Eine wunderbare Treppe im Kunstpalast Düsseldorf brachte mich auf die Idee:
Sie beginnen oft unscheinbar. Ein erster Schritt, der noch keiner ist. Eine Kante im Raum, eine leichte Erhebung, kaum mehr als ein Versprechen.
Dann folgt die zweite Stufe. Und mit ihr die leise Entscheidung, sich einzulassen.
Treppen sind Wege, die sich nicht auf einmal preisgeben. Sie bestehen auf dem Nacheinander. Auf dem Rhythmus von Fuß und Atem, von Gewicht und Verlagerung. Man kann sie nicht im Ganzen betreten, nur im Fragment des nächsten Schritts. Vielleicht liegt genau darin ihr Geheimnis.
Wer eine Treppe hinaufgeht, entfernt sich vom Boden, ohne ihn ganz zu verlassen. Wer hinabsteigt, nähert sich einer Tiefe, die mehr ist als nur ein darunter. Auf Treppen geschieht Verwandlung in kleinen Einheiten, fast unmerklich, und doch unumkehrbar. Sie sind Orte dazwischen. Nicht Anfang, nicht Ende. Ein Schwebezustand aus Richtung. Auf einem Bein stehend. Fragil und doch tragend.
In alten Häusern tragen sie Spuren von Händen, glattgeriebenes Holz, eingelaufene Mulden im Stein.

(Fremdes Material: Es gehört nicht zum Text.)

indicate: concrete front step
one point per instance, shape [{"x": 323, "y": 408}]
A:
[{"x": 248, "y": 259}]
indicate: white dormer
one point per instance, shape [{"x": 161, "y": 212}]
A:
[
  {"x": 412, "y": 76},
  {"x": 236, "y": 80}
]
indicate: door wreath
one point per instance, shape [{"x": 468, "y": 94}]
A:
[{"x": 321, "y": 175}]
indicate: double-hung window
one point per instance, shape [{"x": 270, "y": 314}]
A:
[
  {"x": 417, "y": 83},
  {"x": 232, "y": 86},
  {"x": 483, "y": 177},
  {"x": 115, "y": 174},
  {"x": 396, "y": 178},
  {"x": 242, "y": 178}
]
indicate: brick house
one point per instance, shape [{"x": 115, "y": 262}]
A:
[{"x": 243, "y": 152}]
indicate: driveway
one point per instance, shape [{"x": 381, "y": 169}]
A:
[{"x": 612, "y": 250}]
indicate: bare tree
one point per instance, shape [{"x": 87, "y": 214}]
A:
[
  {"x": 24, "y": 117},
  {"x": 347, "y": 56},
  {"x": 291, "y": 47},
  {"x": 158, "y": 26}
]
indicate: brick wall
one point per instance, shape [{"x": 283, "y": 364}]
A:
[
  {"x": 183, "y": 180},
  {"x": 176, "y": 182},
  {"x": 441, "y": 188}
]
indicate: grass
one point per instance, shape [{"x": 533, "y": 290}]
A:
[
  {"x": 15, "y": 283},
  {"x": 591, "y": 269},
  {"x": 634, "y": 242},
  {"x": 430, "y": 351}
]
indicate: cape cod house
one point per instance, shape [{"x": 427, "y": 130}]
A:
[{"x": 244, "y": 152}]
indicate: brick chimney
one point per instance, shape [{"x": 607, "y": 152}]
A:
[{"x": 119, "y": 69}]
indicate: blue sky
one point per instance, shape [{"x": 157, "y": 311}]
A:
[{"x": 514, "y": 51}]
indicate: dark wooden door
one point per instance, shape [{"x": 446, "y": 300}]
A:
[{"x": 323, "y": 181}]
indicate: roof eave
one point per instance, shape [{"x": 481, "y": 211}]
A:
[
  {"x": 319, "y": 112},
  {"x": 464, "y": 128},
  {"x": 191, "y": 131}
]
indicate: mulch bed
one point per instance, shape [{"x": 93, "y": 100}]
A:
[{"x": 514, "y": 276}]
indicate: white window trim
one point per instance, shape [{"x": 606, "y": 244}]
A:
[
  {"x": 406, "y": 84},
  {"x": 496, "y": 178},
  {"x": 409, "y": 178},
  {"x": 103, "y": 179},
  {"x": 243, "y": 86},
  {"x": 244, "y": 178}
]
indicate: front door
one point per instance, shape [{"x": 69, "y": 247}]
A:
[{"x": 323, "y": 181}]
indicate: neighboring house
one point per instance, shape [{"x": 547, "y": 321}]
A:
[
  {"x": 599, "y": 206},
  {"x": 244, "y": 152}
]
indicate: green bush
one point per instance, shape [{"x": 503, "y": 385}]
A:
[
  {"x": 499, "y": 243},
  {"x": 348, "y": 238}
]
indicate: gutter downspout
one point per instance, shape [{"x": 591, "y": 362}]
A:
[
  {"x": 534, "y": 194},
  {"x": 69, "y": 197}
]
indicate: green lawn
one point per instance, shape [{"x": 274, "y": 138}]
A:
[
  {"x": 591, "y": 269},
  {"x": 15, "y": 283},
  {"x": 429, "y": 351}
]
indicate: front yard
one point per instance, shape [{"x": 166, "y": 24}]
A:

Unzählige Leben haben sich hier eingeschrieben, haben gezögert, beschleunigt, sind stehen geblieben. Manche Treppen sind weit und einladend, fast eine Bühne. Andere schmal, steil, als müsste man sich hindurchzwängen. Es gibt solche, die ins Licht führen, und solche, die im Halbdunkel verschwinden. Und immer erzählen sie auch von Ordnung. Von oben und unten. Von Nähe und Distanz. Da ist es wieder. Mein Thema. Von dem leisen Versprechen, dass hinter der nächsten Stufe etwas anderes wartet.
Vielleicht sehe und fotografiere ich auf Treppen nicht nur Formen. Nicht Linien, nicht Schatten, nicht Struktur. Sondern Übergänge. Das Innehalten zwischen zwei Zuständen. Den Moment, in dem noch alles möglich ist, weil man weder dort ist noch hier. Eine Treppe ist kein Ort. Sie ist ein Geschehen. Eine Bewegung. Und jedes Bild von ihr: ein Schritt.
Manchmal tanze ich sie hinunter. Oder hinauf. Je nach Stimmung. Und Richtung.